Have you considered using an EF core db context to get more performant joins and filters on joined tables?

 

I know that you have to support fetching computed fields from VBS, but this can be solved with a dataloader. 

 

- Ole

2 Comments
Arnstein By
VISMA
by Arnstein By

I asked our System Architect about this and his reply is this:
There are multiple considerations why the core logic cannot make use of EF core that range from on-prem and cloud compatibility down to legacy code. We are constantly working on addressing query performance but even if given the chance to work on fresh and new solution, I wouldn't resort to EF core or classic. First of all, query performance is given by how well you write the query itself and how well your tables are designed and indexed. To work with an ORM, I would resort to Dapper or not work with ORMs at all if performance is my top priority. 

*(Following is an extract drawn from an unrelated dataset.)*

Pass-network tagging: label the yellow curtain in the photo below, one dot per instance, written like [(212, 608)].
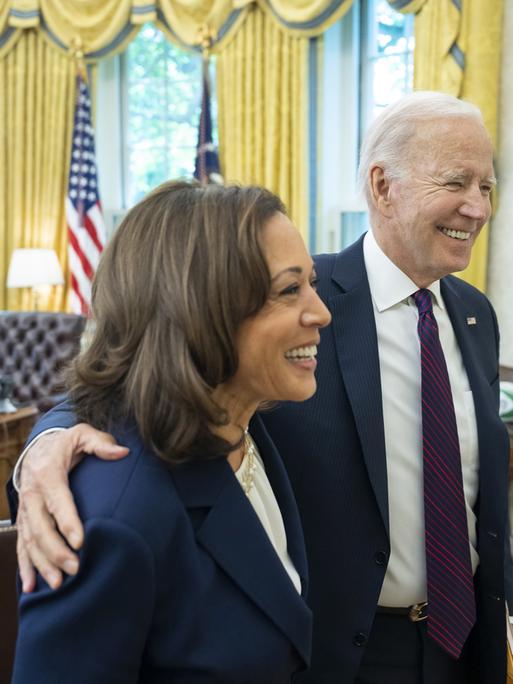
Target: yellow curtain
[(262, 47), (458, 51), (36, 116), (101, 24), (262, 94)]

@omelhus We're happy to hear your comments on this.

- Arnstein

omelhus
PARTNER
by omelhus

Thank you for your reply.

 

My comment was not related to the absolute best performance, but a more performant way to fetch data than going through VBS for every request. I think wiring up all the queries and joins manually for a complex system as VB will take so much time that the API is obsolete before it's done, and with the performance in existing ORMs I see no reason to invent the wheel again.

 

I'm mentioning specifically EF Core because that's what I have experience with and have been tinkering with using the Business data model, scaffolding and GraphQL. Dapper or other ORMs might have scaffolding solutions, but I know nothing about that.

 

I think the API would benefit tremendously by skipping the VBS for queries that don't access calculated fields. This would probably also lower the compute power required to run the API-solution, as much of the query can be off-loaded to the SQL-server(s). Computed fields can be fetched using a data loader using primary keys. I'm seeing a 10x improvement in query times using the SQL+dataloader approach over the implementation in nxt, using approximately the same dataset.

 

I'm happy to demonstrate this over teams.